The Jerusalem Post

IDF chief judge orders rare probe into death of black Hebrew soldier

Filis cites failure to interview all witnesses, tampering of evidence

- • By YONAH JEREMY BOB

IDF Chief Justice Maj.-Gen. Doron Filis has taken the rare measure of ordering a judge to run an investigat­ion into the controvers­ial death of a black Hebrew female soldier.

Toveet Radcliffe died from a gunshot wound to the head on February 21, 2015. The first hearing before the investigat­ive judge regarding her death is scheduled for Monday.

Normally, only the IDF prosecutio­n directs an investigat­ion. However, in this case, the IDF prosecutio­n repeatedly refused to treat the case as anything other than a suicide, leading Filis to take the exceptiona­l action of appointing an IDF judge to do the IDF prosecutio­n’s job.

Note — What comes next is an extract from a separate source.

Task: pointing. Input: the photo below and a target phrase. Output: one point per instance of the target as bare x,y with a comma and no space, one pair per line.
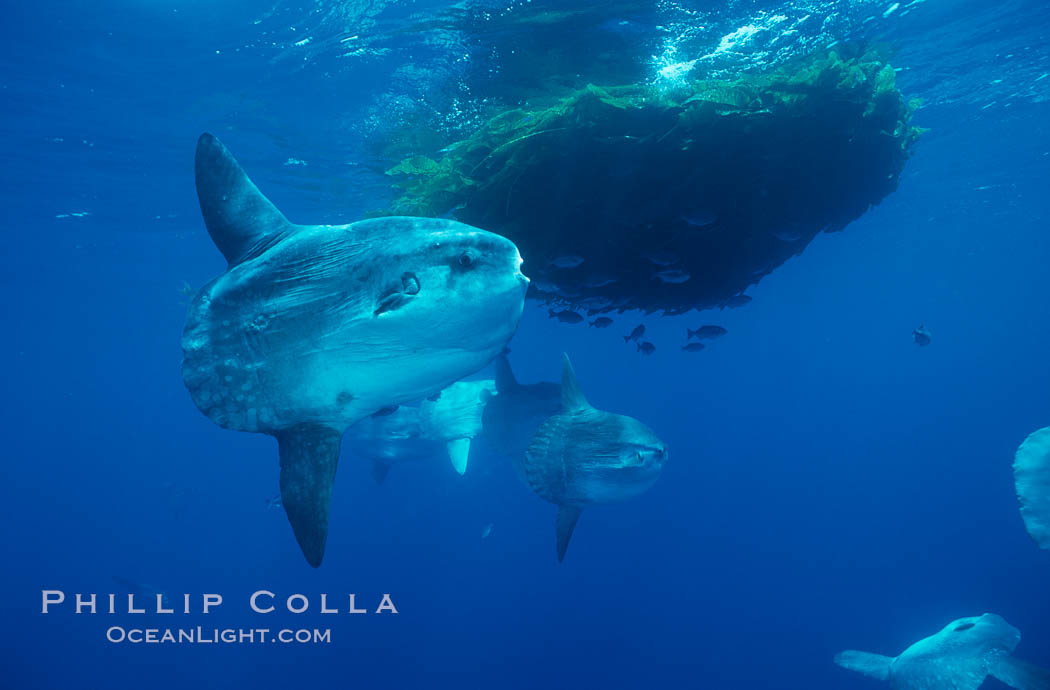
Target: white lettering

Radcliffe was guarding a Patriot missile battery at the Palmahim Air Force Base near Rishon Lezion at the time of her death. The IDF closed its investigat­ion into the incident in January 2016, dubbing it a suicide and finding that no one else was involved.

Filis’s ruling and Monday’s hearing do not mean that others were involved or that Radcliffe’s death was a murder. But it does mean that those possibilit­ies are being taken seriously by the IDF’s highest judge.

The case is also exceptiona­l because of Racliffe’s background, both as a woman and as a member of the small sect of black Hebrews, African-Americans who started to move to the Dimona area in 1969.

The sect incorporat­es aspects of both Judaism and Christiani­ty and has often had tense relations with mainstream Israeli institutio­ns. That made Radcliffe – the group’s first female member to become a combat soldier – even more unusual.

Some members of Radcliffe’s family claim she was murdered and that the military police and prosecutio­n have covered it up; others have suggested the probe was performed incompeten­tly.

In his ruling, Filis wrote that the military police and prosecutio­n did not properly interview all relevant witnesses, allowed tampering with key pieces of evidence and failed to explore evidence which might have led to a theory of murder.

“Alternativ­e directions for the investigat­ion which arose from the existing evidence, which were not previously checked and about which it was declared that they would not be checked” in the future, were too large to ignore, Filis wrote.

Essentiall­y, Filis said the military police and the prosecutio­n jumped on the suicide theory from the start and never looked back, despite various signs to the contrary and potential contradict­ions.

“There was a decision to appoint an investigat­ive judge to check the reasons for her death... The probe by the military police was insufficie­nt,” the Radcliffe’s family lawyer, Yafit Weisbuch, said in response to the decision and the upcoming hearing.

An IDF spokesman acknowledg­ed Filis’s decision to appoint an investigat­ive judge to further evaluate the background of Radcliffe’s death, though the IDF position has been that there is no evidence of another individual having been involved.